During the Second World War, one of Jeanette’s relatives, Bill Mezzadonna, was stationed at Sampson and he recounts how cold it was during a Finger Lakes winter there. He still shivers when he talks about it. We have always wondered what was behind those fences, so last Sunday we took a bus tour of the Seneca Army Depot sponsored by the Seneca White Deer Inc., and their partner Finger Lakes Technologies Group, Inc. of Victor, NY. It was a cold and rainy afternoon. The windows of the bus were wet with rain droplets and steamed over on the inside. Even the deer decided that it was not a good afternoon to be out and for the most part stayed hidden in the underbrush.
The bus passed through the famed “Q” area entrance (Special Weapons Area) which was a part of the Seneca Army Depot that was broken off from the Army Depot and developed in 1957 and 1958. It is an area which consists of about 600 acres on the northern part of the Seneca Army Depot and is surrounded by three barb wire/woven link fences each perhaps 15 feet tall and separated by about 15 yards. The middle perimeter fence was electrified to 4800 volts so if one did manage to break through the outer perimeter fence, you would be fried instantly when you touched the middle fence. If by some chance you did make it though the electrical fence, there still was a third inner fence. And there waiting for you would be several jeep loads of MP’s who were ordered to “shoot to kill”. No questions asked.
During the cold war (click here), nuclear weapons were stored in the over 500 concrete bunkers which remain on the site. The concrete bunkers were separated by an equally high berm of dirt and designed so that if something blew up in one bunker, the explosive forces would be directed upward, not disturbing the contents of the bunkers located on either side. Each bunker looks like a large half barrel lying on its side. There were two doors to the bunker located on one end of the bunker: An outer door that was made of steel and concrete. The outer door was meant to protect the inner door in the event of an attack. The inner steel door was ventilated so that fresh air would normally flow through the bunker, but the damper would automatically close if there was a fire on the outside, sealing the contents of the bunker from fire and smoke damage. If an uninvited guest did penetrate the doors, he was greeted by a cloud of poisonous gas.

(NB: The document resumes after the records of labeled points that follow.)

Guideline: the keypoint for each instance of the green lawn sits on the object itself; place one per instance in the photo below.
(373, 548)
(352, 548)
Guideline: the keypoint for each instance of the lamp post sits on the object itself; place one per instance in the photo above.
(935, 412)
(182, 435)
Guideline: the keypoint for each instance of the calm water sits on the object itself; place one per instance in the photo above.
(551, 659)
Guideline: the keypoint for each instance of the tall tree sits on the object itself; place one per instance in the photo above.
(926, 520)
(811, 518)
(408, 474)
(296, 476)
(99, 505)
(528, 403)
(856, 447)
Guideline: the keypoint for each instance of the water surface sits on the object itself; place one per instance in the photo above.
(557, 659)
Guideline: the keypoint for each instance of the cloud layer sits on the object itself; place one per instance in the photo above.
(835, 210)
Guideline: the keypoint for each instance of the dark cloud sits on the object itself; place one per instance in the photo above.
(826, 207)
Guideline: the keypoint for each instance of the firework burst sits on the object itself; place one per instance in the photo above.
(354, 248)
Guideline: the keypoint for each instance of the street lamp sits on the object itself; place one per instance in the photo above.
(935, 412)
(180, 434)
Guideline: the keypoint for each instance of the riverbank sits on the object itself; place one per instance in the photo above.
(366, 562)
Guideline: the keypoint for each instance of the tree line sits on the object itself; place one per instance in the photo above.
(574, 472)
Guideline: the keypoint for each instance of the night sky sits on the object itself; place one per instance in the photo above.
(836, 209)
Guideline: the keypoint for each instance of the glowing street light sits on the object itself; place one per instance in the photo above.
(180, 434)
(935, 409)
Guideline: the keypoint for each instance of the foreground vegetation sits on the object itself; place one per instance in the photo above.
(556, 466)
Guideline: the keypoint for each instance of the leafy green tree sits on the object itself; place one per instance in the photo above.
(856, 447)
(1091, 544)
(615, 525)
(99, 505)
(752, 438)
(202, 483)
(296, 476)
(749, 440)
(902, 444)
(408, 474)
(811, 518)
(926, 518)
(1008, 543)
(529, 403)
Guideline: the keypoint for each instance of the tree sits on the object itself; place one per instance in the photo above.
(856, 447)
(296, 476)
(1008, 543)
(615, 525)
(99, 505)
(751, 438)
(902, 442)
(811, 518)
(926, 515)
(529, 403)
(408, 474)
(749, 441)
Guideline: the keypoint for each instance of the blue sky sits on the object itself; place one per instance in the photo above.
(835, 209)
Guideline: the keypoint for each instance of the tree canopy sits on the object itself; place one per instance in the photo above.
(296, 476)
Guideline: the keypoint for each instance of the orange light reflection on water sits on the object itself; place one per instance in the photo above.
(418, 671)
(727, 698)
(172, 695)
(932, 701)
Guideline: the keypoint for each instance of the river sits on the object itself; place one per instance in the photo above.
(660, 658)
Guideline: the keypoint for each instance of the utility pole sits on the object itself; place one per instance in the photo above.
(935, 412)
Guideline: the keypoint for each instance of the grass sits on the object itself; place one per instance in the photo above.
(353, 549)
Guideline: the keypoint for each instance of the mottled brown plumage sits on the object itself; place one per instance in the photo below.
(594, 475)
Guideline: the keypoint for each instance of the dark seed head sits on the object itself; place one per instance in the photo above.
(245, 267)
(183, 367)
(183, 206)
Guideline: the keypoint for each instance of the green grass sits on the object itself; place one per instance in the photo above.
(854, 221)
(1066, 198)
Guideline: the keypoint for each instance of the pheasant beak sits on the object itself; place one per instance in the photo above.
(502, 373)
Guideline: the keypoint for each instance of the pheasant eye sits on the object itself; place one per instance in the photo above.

The bunkers are now empty. All have been emptied and checked for radiation or chemical contamination. Only a few messages appear on the wall where someone noted a crack in the wall that needed repairing or signed their name when they came into the bunker.
Just before you leaver, there are instructions of the wall for you to read as to how to properly store and care for explosives. A fitting reminder for those who didn’t pay attention to their Army classroom training! The cold war ended on Dec. 25, 1991 with the dissolution of the USSR. After 2013, the perimeter fences at the Seneca Army Depot will no longer be maintained by the US government.